Toega is the new fitness trend you need to know about

Our poor old tootsies take a daily bashing. We walk more than 115,000 miles in a lifetime, with every step exerting pressure of up to three times our body weight on our feet.

We’re also not always kind to them with our choice of footwear – most of us have worn high heels, tight court shoes and flimsy ballet pumps in the past, and as a result, 30% of Brits suffer from bunions and foot injuries.

However, there are things we can do to look after our feet. Try these daily Toega (yep, that’s yoga for your toes) exercises for five minutes twice a day to improve mobility, flexibility and strength…

Barefoot is best

Most shoes restrict the feet’s hundreds of tiny muscles, tendons and ligaments, meaning they end up weaker over time. 90% of us wear shoes that are too small, meaning feet aren’t given the chance to flex and splay, and can end up painfully misaligned.
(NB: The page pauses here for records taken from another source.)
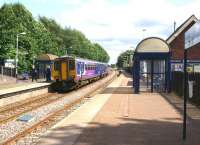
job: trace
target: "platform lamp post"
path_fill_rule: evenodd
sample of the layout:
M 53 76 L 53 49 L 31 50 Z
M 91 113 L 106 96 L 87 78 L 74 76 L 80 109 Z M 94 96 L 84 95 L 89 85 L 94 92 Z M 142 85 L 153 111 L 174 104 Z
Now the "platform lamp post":
M 188 76 L 187 76 L 187 49 L 184 49 L 184 106 L 183 106 L 183 140 L 186 140 L 186 119 L 187 119 L 187 86 L 188 86 Z
M 19 54 L 19 44 L 18 44 L 18 41 L 19 41 L 19 36 L 20 35 L 26 35 L 26 32 L 22 32 L 22 33 L 18 33 L 17 34 L 17 46 L 16 46 L 16 56 L 15 56 L 15 75 L 16 75 L 16 80 L 17 80 L 17 77 L 18 77 L 18 54 Z
M 186 36 L 185 36 L 186 41 Z M 188 33 L 187 35 L 187 46 L 185 42 L 184 48 L 184 64 L 183 64 L 183 79 L 184 79 L 184 87 L 183 87 L 183 140 L 186 140 L 187 135 L 187 90 L 188 90 L 188 73 L 187 73 L 187 51 L 191 47 L 191 35 Z

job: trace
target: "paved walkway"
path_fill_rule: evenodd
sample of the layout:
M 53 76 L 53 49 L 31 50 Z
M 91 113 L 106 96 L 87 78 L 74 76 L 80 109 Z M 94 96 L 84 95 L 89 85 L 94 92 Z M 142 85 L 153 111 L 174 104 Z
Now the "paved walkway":
M 101 105 L 95 105 L 95 99 L 99 99 Z M 104 92 L 94 97 L 90 104 L 85 104 L 85 107 L 86 105 L 88 110 L 81 107 L 70 116 L 74 116 L 76 122 L 72 120 L 69 123 L 72 118 L 66 118 L 61 124 L 55 126 L 50 131 L 50 135 L 43 138 L 40 144 L 200 144 L 199 120 L 195 120 L 195 126 L 190 126 L 188 140 L 183 142 L 181 134 L 182 117 L 176 107 L 168 99 L 157 93 L 133 94 L 131 78 L 128 76 L 122 75 L 117 81 L 109 85 Z M 82 109 L 84 113 L 81 113 Z M 91 115 L 93 109 L 95 113 L 93 112 Z M 82 117 L 80 117 L 81 114 Z M 90 115 L 90 119 L 84 122 L 84 118 L 87 118 L 88 115 Z M 82 125 L 80 122 L 82 122 Z M 79 136 L 79 134 L 81 135 Z

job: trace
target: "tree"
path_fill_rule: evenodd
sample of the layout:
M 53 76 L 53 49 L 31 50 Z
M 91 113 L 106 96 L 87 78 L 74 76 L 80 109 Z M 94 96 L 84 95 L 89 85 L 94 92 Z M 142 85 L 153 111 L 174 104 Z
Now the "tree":
M 132 67 L 132 64 L 129 64 L 131 62 L 130 59 L 132 59 L 131 56 L 133 56 L 133 50 L 126 50 L 125 52 L 121 53 L 118 56 L 117 59 L 117 67 L 119 68 L 125 68 L 125 67 Z

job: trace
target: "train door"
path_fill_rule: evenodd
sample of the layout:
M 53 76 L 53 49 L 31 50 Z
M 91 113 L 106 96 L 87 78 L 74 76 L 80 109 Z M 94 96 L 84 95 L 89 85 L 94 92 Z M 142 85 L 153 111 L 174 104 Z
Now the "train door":
M 61 61 L 61 78 L 67 80 L 67 62 Z
M 68 79 L 71 80 L 76 76 L 76 68 L 75 68 L 75 60 L 69 59 L 68 60 Z

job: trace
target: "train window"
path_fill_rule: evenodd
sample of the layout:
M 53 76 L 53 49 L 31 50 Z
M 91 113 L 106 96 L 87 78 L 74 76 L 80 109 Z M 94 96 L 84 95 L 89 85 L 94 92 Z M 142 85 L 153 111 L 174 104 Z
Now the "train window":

Free your feet by going barefoot as often as you can, or try barefoot-style shoes like Vivobarefoot, from £50, for a portion of the week to give your tootsies the breathing space they need.

Toega exercises

Try to hold each pose for 15-30 seconds as you build up strength, but if it hurts, stop.

Push-ups

Push the big toe down into the floor and raise the other four toes off the floor, aiming for small pulses of the movement. Keep the ball of the foot in contact with the ground at all times. As you improve, aim to hold the toes off the floor while pushing down the big toe for up to 30 seconds.

Toe chop

Bend the big toe underneath the foot – using your hands to assist if necessary. This can be a bit uncomfortable to start with, so use a soft surface when doing this exercise. When viewed from above, it should appear as though the big toe has been chopped off.

The toe-bra

Bend the four smaller toes underneath the foot, leaving the big toe pointing forwards. In this position, root the big toe into the floor to improve strength in this position. The bending of the toes can be uncomfortable, so it’s important to use a soft surface when doing this exercise. Again, when viewed from above, it should appear as though the smaller toes have been chopped off.

Heel-sit

Keeping the toes facing forwards, sit back on the heels, allowing the toes (and soles of the feet) to stretch. Once in a relaxed position, push the big toes into the floor repeatedly in a pulsing movement, allowing the body to gently rock back and forth.

Heel salutation

In the same position as the Heel-Sit, place your hands on your heels and slowly extend the hip and spine as you straighten your arms. Once in this fully extended position, pulse the big toes as
before, rocking the body back and forth.

Child’s toes

Sit on the heels once more, except this time, flex the ankle allowing the toes to face behind you – this time you will feel the stretch on the front of the foot.